Bienvenue en Albanie ! Changement de décor radical,  une troupe de mendiants rom nous approchent, les enfants, les mamans avec les bébés dans les bras, les papys en fauteuils roulant exibés par les plus jeunes qui les poussent, une vraie cour des miracles, on est sacrément embarrassés on ne peut même pas leur donner quoi que ce soit, il n’était pas possible de faire du change à la frontière.  On file et on se retient de crier cette misère qui nous agresse et dont on ne peut la soulager, on fuit devant ces humains qui vivent moins bien que nos petits animaux de compagnie (une pensée pour Appolon le chat d’Irène).

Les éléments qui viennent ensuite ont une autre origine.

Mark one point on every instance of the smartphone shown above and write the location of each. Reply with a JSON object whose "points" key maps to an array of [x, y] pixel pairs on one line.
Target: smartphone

Les bas-côtés de la route sont jonchés de détritus,  plus encore qu’au Montenegro et encore plus nauséabonds à cause de l’odeur des charognes, on passe en apnée.

Décharge sauvage
Décharge sauvage


Première ville Albanaise où on peut sortir du cash est à 14 km après la frontière. La monnaie est le Lek, 1 euro est à peu près  égal à 140 lek.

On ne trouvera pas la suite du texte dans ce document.